The following is a short biography of Emanuel J. Sorenson written by Horace Spear. The stories that follow are the memories of his daughter, my cousin, Jane Sorenson-Spear. I believe that they offer special insights into mission life at times and places seldom chronicled in Adventist church history.
Manuel Sorenson was born in Denmark to Seventh-day Adventist parents, and before he was a year old had come to the U.S. with his parents and four brothers and sisters. His father found work as a farm hand in Iowa and a year later had purchased an eighty acre farm to support his family, which soon included a total of nine children. The community of Adventist Iowa farmers soon realized the need for Christian education, and just three years after building and staffing a church school, they boasted an enrollment of 50 pupils.

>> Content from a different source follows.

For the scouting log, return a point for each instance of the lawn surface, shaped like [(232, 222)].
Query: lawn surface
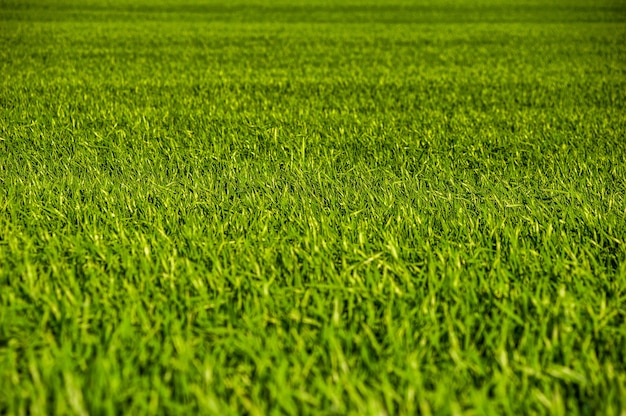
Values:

Manuel entered the Hutchinson Theological Seminary in Minnesota in 1913 where his college curriculum included two years of study in Denmark. He graduated with a B.A. degree in 1922. It was also at Hutchinson that he proposed to Maggie Hanson, who became his wife that same year. They had known one another since childhood.
The young couple answered the call to mission service, and just two months later the newlyweds sailed for Europe on November 11, 1922. They arrived in Addis Ababa, Ethiopia, just six weeks later on the day before Christmas.
They were met by V.E. Toppenberg, the first Adventist missionary to enter Ethiopia proper just the year previous. With the help of this experienced missionary, the young couple was introduced to the excitement and responsibilities of mission life. Their first small home had a thatched roof and mud floor that was covered with cane mats and small carpets.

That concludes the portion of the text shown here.